ETL Pipeline System (etl.rs & src/etl/)
Summary
The ETL (Extract, Transform, Load) system is the transformation engine of RiskFabric. It is responsible for converting raw, "bronze" level synthetic transactions into "silver" behavioral features and finally into a "gold" master table ready for machine learning. The system is designed to handle large datasets by leveraging Polars for local transformations and ClickHouse for large-scale joins and persistence.
Architectural Decisions
The system follows a Medallion Architecture (Bronze → Silver → Gold) to ensure data lineage and modularity.
- Bronze: Raw data as generated by
generate.rs. - Silver: Subject-specific feature engineering (Customer, Merchant, Sequence, Network, Campaign, and Device/IP). These are calculated using Polars' lazy evaluation for performance.
- Gold: The final flattened "master" table.

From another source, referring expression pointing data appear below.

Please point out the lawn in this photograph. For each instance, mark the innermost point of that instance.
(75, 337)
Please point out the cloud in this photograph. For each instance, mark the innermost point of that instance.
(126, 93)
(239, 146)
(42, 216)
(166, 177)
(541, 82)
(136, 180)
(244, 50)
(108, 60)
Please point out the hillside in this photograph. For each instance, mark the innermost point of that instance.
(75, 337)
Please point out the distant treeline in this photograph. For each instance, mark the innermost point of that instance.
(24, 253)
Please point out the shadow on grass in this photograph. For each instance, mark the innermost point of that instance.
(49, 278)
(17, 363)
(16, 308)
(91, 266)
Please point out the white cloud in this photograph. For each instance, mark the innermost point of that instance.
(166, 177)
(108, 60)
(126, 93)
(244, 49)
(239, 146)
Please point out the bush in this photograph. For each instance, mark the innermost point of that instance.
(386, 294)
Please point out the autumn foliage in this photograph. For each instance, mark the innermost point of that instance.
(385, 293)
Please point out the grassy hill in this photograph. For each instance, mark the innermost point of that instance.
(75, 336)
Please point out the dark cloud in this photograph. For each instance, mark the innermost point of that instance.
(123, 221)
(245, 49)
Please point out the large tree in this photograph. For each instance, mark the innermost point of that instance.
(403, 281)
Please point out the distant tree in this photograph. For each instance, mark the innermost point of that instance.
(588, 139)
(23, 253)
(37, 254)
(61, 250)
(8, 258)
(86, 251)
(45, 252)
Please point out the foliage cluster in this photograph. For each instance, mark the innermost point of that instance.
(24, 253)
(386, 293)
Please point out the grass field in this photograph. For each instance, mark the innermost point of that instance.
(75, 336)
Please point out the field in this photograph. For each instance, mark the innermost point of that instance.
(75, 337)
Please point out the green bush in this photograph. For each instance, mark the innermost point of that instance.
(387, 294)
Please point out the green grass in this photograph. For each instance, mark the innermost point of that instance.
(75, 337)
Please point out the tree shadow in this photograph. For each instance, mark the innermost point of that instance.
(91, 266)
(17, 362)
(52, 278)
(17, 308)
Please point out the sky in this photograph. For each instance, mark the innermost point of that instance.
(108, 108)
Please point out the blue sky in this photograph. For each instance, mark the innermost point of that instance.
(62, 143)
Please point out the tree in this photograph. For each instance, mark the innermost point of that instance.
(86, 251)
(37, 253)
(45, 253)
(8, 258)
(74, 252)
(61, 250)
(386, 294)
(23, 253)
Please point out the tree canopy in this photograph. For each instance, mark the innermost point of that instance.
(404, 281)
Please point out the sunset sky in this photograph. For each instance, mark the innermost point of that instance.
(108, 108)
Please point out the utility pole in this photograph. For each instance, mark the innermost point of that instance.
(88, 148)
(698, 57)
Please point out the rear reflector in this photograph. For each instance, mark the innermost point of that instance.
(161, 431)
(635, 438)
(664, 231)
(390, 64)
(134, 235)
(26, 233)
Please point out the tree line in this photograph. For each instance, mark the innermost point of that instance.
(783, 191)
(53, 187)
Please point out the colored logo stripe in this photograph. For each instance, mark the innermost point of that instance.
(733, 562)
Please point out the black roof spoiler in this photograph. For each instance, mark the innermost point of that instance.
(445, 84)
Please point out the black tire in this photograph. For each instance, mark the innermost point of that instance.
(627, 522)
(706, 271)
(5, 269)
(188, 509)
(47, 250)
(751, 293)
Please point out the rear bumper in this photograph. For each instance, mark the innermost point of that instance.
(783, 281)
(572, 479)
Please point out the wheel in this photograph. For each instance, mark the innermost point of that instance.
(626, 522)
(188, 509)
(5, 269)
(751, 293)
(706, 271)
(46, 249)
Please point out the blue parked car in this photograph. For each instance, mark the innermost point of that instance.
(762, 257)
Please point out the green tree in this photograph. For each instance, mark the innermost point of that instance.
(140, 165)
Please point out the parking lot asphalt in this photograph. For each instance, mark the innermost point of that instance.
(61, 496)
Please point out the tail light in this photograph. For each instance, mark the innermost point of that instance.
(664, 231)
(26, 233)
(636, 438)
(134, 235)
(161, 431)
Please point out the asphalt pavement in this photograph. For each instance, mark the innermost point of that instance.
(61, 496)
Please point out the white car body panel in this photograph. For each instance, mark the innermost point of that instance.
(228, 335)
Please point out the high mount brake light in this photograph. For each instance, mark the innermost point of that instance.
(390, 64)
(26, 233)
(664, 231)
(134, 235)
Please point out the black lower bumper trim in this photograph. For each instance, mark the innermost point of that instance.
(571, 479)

A key design choice is the Hybrid Execution Model. While the feature logic is implemented in Rust using Polars, the pipeline orchestrates data movement between ClickHouse (the primary warehouse) and local memory via Parquet. This allows complex, stateful calculations in Rust (like Welford's algorithm for running variance) that are difficult to express in pure SQL, while still using ClickHouse for efficient storage and final broad joins.
System Integration
The ETL system acts as the connective tissue between the Data Generation layer and the Machine Learning layer. It reads from ClickHouse tables (populated via ingest.rs), performs transformations, and writes the results back to ClickHouse. The final fact_transactions_gold table is the direct source for the Python-based training pipeline.
Known Issues
The system currently uses podman exec calls to interact with ClickHouse from within the Rust binary. This approach depends on the local environment's container runtime and shell availability. Transitioning to a proper ClickHouse client library (like clickhouse-rs) will make the pipeline more portable and robust. Additionally, the GoldMaster stage is currently implemented as a raw SQL join in ClickHouse, which duplicates some of the logic found in gold_master.rs. Unifying these two approaches will ensure the batch and streaming feature definitions remain consistent.